Common employee IT security challenges (ITSAP.00.005)

May 2024

Awareness series


Alternate format: Common employee IT security challenges (ITSAP.00.005) (PDF, 458 KB)

As an employee, you’re not only privy to your organization’s important and sensitive information, you’re also responsible for protecting this information. Inadequate security practices leave your device vulnerable to threat actors who may want to bring down your organization’s network and access your sensitive information. To prevent these vulnerabilities, it’s critical that you recognize these common cyber security challenges and take measures to reduce the associated risks.

Falling for phishing attempts

Phishing is form of social engineering and scam where cyber threat actors attempt to trick you into opening malicious emails that contain attachments or links that will download malware onto your device. Phishing attempts can result in compromises to your organization and its sensitive information. Be vigilant and assess your emails before you open them.

Phishing is the most common way for attackers to compromise a computer system

Choosing poor Wi-Fi security

Wi-Fi hotspots are nearly everywhere, making them very convenient to use. However, accessing these networks gives threat actors opportunities to carry out attacks on devices and access information. A hotspot perceived as friendly, like at a coffee shop or restaurant, could be compromised and used for malicious attacks. To minimize this risk, avoid using unknown, unsecured, or public Wi Fi hotspots when possible. Ensure that you have security measures in place to protect your networks, systems, and information when you must connect to public Wi-fi.

Mishandling sensitive information

A lost device like a USB drive, laptop, or tablet can lead to financial, legal, or public relations problems for your organization. It can also leave an embarrassing mark on your professional reputation. Follow the proper procedures if you need to take information out of the office. Contact your IT department to see if your files need to be encrypted.

Keep in mind that removing the protective markings from a document does not change the sensitivity of the information.

Failing to use your mobile device securely

A lost, stolen, or compromised mobile device, such as a phone, laptop, or tablet, can allow unauthorized access to your organization’s network. This puts not only your own information at risk but also that of your organization. Be sure to keep track of your devices, and maintain situational awareness. If your device is missing, contact your IT department immediately.

There have been over 150,000 reports of fraud in Canada with over $600 million stolen since January 2021, according to a 2023 Canadian Anti-Fraud Centre report.

Having poor password practices

Passwords and passphrases are simple forms of security and your first line of defence. Passwords and passphrases verify your identity and protect sensitive information from unauthorized access. Threat actors can easily hack into devices or accounts if you use easy-to-guess passwords or use the same password for different accounts.

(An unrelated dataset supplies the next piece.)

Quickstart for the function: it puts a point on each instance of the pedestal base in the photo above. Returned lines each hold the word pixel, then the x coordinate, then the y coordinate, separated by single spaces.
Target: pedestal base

When possible, we recommend that you use passphrases instead of passwords. Passphrases are longer and easier for you to remember, but more difficult for a threat actor to guess. Aim to create passphrases made up of at least 4 words and 15 characters in length. If you cannot use a passphrase (some websites have character limits) use a password with a minimum of 12 characters. Make sure it has both lowercase and uppercase letters, as well as numbers and special characters.

Here are some tips on password management:

  • Use a complex password or passphrase that cannot be easily guessed
  • Use a unique password or passphrase for each account
  • Change passwords or passphrases when compromised, or if you suspect they have been compromised
  • Keep your passwords or passphrases secret
  • Enable multi-factor authentication on your accounts
  • Consider using a password manager to help you create, protect, store and remember your login credentials
  • Avoid typing your passwords on public computers
  • Shield your keyboard or keypad when entering your password, passphrase or PIN

Downloading unauthorized applications

With the variety of workflow-enhancing applications that are available, you may be tempted to download applications to your work device to increase productivity. However, doing so can endanger your device and network by introducing vulnerabilities that threat actors could exploit.

Be sure to consult with your IT department whether you are authorized to download applications onto your device, and if there is an existing list of approved applications. If you are authorized to download applications, we recommend researching different vendors to make an informed choice about which is right for you and only downloading from a reputable vendor to minimize risks.

You should also keep your applications up to date by routinely running updates and patches.